Definition of GeoTextiles
A Geo-textile is a synthetic, permeable textile material used with soil, rock, or any other geotechnical engineering related material. It is used in high-standard all season roads and also in low standard logging roads. A biodegradable woven jute geo-textile is used for temporary road construction in water-logged areas.
Uses of Geo Textiles
Filtration, Drainage, and Erosion Control
One of the most important uses for geotextiles is as a filter in drainage and erosion control applications. Drainage examples include trench and French drains, interceptor drains, blanket drains, pavement edge drains, and structural drains, to name just a few.
Permanent erosion control applications include coastal and lakeshore revetments, stream and canal banks, cut and fill slope protection, and scour protection. In all these applications, geotextiles are used to replace graded granular filters used in conjunction with the drainage aggregate, perforated pipe, rip rap, and so on.
When properly designed, geotextiles can provide comparable performance at less cost, provide consistent filtration characteristics, and they are easier and therefore cheaper to install. Although erosion control technically does not improve the soil, prevention of both external and internal erosion in residual and structured soils is an important design consideration.
Geotextiles can also be used to temporarily control and minimize erosion or transport of sediment from unprotected construction sites. In some cases, geotextiles provide temporary protection after seeding and mulching but before vegetative ground cover can be established. Geotextiles may also be used as armor materials in diversion ditches and at the ends of Culvert to prevent erosion.

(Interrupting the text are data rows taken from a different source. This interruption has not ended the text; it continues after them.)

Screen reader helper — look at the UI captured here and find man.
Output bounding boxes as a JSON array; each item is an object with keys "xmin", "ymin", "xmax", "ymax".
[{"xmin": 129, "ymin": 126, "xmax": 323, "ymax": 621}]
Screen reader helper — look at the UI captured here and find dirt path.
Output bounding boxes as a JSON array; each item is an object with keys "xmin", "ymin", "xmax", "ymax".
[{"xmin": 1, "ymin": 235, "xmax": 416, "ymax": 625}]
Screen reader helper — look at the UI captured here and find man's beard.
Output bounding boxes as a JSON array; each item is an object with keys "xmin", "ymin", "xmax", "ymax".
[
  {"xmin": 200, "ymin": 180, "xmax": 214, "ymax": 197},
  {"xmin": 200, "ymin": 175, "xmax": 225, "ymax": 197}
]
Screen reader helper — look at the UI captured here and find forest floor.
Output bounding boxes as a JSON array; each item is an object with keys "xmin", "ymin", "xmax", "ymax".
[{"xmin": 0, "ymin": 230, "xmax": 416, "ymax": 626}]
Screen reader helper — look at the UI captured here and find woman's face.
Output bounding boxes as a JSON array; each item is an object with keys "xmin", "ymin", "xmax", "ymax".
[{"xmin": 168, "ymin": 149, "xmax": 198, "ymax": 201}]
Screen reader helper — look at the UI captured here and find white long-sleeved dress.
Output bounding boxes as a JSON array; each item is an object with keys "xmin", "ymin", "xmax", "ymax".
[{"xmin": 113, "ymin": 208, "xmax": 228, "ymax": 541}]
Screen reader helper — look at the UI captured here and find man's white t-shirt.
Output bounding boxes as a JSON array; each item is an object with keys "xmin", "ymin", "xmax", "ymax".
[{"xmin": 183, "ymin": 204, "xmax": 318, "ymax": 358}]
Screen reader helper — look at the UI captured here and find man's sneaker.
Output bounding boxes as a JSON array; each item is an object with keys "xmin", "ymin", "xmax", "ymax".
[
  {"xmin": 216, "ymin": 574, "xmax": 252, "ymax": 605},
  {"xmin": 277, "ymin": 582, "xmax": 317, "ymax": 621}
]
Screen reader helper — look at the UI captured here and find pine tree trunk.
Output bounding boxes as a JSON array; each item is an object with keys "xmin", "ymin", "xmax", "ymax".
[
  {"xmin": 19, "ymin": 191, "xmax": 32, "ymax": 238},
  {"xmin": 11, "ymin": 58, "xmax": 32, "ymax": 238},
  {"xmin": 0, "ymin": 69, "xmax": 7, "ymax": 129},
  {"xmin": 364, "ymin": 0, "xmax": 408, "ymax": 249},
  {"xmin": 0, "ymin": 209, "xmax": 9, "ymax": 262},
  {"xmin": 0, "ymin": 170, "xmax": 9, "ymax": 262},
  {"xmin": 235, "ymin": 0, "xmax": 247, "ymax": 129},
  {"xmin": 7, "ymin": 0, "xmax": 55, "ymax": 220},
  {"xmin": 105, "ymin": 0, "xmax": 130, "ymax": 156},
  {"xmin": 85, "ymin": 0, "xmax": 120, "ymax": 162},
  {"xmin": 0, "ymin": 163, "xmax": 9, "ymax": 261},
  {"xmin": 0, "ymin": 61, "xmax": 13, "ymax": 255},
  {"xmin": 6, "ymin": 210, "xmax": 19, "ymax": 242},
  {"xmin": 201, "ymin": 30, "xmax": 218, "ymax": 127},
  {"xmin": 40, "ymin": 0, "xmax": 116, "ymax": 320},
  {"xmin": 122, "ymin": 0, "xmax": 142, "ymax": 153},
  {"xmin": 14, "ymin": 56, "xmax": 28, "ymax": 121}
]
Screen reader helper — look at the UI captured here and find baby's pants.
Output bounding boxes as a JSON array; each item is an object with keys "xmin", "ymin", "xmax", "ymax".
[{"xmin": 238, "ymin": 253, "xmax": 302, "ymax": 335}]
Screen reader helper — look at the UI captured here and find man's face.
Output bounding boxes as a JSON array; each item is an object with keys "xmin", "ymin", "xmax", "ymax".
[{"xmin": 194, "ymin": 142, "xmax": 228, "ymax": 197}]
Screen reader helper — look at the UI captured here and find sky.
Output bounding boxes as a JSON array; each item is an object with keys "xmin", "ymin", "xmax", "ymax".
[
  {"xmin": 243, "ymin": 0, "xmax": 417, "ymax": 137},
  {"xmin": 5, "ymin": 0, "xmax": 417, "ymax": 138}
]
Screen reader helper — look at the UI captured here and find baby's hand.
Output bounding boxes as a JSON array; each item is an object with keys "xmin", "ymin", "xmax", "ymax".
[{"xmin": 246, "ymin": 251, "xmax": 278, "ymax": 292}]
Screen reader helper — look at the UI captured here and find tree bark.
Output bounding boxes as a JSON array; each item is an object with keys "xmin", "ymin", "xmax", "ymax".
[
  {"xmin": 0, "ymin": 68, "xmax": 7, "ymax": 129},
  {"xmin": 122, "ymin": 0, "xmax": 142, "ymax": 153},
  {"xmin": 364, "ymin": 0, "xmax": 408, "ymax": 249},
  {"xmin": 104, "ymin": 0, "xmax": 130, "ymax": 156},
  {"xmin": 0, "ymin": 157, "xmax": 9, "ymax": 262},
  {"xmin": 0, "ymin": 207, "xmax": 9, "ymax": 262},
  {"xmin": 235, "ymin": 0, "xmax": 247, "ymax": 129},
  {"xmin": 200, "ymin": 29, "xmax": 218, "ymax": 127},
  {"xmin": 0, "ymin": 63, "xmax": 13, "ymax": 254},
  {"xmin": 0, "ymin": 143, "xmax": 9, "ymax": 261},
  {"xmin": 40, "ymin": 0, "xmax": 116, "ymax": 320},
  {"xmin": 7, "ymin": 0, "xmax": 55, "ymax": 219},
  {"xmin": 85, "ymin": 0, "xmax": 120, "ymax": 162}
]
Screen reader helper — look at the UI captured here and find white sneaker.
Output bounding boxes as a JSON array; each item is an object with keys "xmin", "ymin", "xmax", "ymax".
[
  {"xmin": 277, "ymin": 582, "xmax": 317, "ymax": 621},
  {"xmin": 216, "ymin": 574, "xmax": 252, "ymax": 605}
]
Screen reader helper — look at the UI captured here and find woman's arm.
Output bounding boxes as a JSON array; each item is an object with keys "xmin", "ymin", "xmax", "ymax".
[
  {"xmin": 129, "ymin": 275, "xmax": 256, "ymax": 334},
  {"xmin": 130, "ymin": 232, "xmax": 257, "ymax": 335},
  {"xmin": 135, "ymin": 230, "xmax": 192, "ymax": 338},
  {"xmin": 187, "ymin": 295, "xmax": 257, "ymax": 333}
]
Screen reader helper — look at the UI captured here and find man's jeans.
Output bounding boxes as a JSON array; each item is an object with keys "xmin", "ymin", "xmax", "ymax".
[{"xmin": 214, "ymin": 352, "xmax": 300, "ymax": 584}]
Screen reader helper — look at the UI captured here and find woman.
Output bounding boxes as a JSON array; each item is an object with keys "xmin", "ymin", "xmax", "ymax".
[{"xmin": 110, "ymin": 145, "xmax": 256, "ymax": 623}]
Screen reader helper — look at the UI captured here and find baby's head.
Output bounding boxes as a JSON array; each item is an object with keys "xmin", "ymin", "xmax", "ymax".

Probably the most common application is for silt fences, which are a substitute for hay bales or brush piles, to remove suspended particles from sediment-laden runoff water. Filtration Design Concepts For a geotextile to satisfactorily replace a graded granular filter, it must perform the same functions as a graded granular filter:
- Prevent soil particles from going into suspension;
- Allow soil particles already in suspension to pass the filter (to prevent clogging or blinding); and
- Have a sufficiently high permeability and flow rate so that no back pressure develops in the soil being protected.
After a detailed study of research carried out here and in Europe on both conventional and geotextile filters developed a widely used design procedure for geotextile filters for drainage and permanent erosion-control applications. The level of design required depends on the critical nature of the project and the severity of the hydraulic and soil conditions. Especially for critical projects, consideration of the risks involved and the consequences of possible failure of the geotextile filter require great care in selecting the appropriate geotextile.
For such projects and for severe hydraulic conditions, very conservative designs are recommended. As the cost of the geotextile is usually a minor part of the total project or system cost, geotextile selection should not be based on the lowest material cost. Also, expenses should not be reduced by eliminating laboratory soil–geotextile performance testing when such testing is recommended by the design procedure.